Hatching Triage Sandbox Windows 10 build 2004 (2025-08-14) and Windows 10 LTSC 2021(2025-08-14) contains a vulnerability in its Windows behavioral analysis engine that allows a submitted malware sample to evade detection and cause denial-of-analysis. The vulnerability is triggered when a sample recursively spawns a large number of child processes, generating high log volume and exhausting system resources. As a result, key malicious behavior, including PowerShell execution and reverse shell activity, may not be recorded or reported, misleading analysts and compromising the integrity and availability of sandboxed analysis results.

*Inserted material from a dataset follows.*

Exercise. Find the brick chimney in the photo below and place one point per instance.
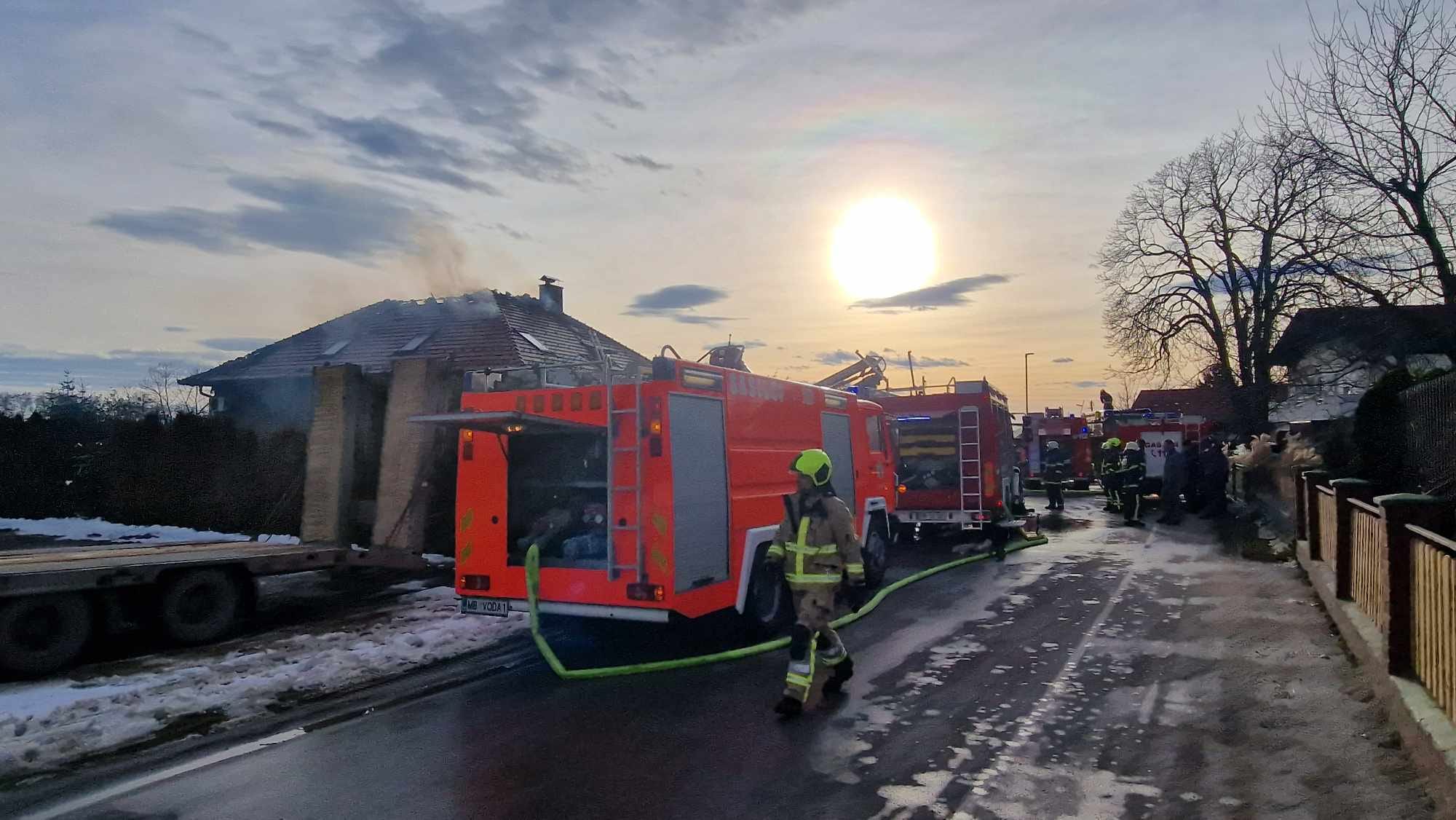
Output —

The vulnerability (CWE-400 — uncontrolled resource consumption) is triggered when an uploaded sample recursively creates a large number of child processes. This generates an extremely high volume of logs, which leads to exhaustion of the sandbox system resources. As a result, the behavioral analysis engine is unable to register or report all relevant events, resulting in an incomplete or misleading analysis report.

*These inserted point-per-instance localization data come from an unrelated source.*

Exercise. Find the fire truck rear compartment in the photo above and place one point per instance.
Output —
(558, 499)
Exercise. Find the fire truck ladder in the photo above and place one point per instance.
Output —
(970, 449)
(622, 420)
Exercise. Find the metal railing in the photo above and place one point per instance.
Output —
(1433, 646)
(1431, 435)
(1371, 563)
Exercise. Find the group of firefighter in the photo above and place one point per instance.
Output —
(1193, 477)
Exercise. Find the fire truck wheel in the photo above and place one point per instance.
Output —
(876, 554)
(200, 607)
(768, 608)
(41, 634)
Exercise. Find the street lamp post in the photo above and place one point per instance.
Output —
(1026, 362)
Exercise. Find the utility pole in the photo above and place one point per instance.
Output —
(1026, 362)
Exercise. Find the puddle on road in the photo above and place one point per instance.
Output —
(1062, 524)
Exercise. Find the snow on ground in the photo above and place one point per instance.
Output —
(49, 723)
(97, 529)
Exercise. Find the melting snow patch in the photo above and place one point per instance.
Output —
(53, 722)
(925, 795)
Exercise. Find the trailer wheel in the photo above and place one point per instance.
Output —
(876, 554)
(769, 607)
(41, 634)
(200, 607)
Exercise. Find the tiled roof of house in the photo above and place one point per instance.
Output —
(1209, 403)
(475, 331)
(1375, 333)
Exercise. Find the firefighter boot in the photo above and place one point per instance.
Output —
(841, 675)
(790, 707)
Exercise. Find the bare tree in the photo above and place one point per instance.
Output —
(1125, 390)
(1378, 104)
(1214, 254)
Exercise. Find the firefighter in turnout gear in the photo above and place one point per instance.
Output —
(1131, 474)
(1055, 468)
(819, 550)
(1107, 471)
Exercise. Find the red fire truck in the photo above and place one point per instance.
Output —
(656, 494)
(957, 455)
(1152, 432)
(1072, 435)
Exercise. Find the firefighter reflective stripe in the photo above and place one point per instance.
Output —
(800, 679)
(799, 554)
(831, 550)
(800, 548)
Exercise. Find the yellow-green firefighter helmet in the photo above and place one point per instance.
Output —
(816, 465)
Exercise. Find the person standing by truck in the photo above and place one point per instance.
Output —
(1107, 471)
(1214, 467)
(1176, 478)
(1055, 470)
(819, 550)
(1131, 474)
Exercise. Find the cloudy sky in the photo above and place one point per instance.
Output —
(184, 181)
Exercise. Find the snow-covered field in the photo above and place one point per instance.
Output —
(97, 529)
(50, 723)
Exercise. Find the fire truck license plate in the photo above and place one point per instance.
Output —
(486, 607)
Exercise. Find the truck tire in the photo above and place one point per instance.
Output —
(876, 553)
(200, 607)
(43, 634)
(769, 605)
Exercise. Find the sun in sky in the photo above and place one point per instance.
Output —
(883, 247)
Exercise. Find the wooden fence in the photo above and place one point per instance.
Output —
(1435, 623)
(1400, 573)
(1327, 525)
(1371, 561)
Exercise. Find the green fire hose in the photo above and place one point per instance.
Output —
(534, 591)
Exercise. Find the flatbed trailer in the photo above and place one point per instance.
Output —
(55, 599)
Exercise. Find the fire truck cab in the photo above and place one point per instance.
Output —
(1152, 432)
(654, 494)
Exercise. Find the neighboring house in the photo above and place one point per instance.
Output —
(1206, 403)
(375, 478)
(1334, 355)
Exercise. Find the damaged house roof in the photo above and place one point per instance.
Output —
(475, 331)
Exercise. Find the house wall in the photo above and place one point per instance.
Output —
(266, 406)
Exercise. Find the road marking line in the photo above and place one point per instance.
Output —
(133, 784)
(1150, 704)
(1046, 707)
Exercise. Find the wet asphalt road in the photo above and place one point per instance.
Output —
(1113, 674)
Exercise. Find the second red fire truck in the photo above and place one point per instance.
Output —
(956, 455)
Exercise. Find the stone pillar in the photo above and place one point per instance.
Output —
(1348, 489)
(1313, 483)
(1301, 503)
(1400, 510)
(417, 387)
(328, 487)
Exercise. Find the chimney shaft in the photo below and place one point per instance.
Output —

An attacker can deliver a malware sample that effectively hides its key activities (e.g., PowerShell execution, reverse shell activity) from security analysts, compromising the integrity and availability of sandbox analysis results. This leads to a false sense of security and may enable further malware propagation.
Apply patches available from the vendor according to the references. As a temporary measure, it is recommended to introduce limits on the number of child processes created in analyzed samples and monitor the volume of logs generated during analysis sessions.
Hatching Triage Sandbox in versions: Windows 10 build 2004 (update 2025-08-14) and Windows 10 LTSC 2021 (update 2025-08-14).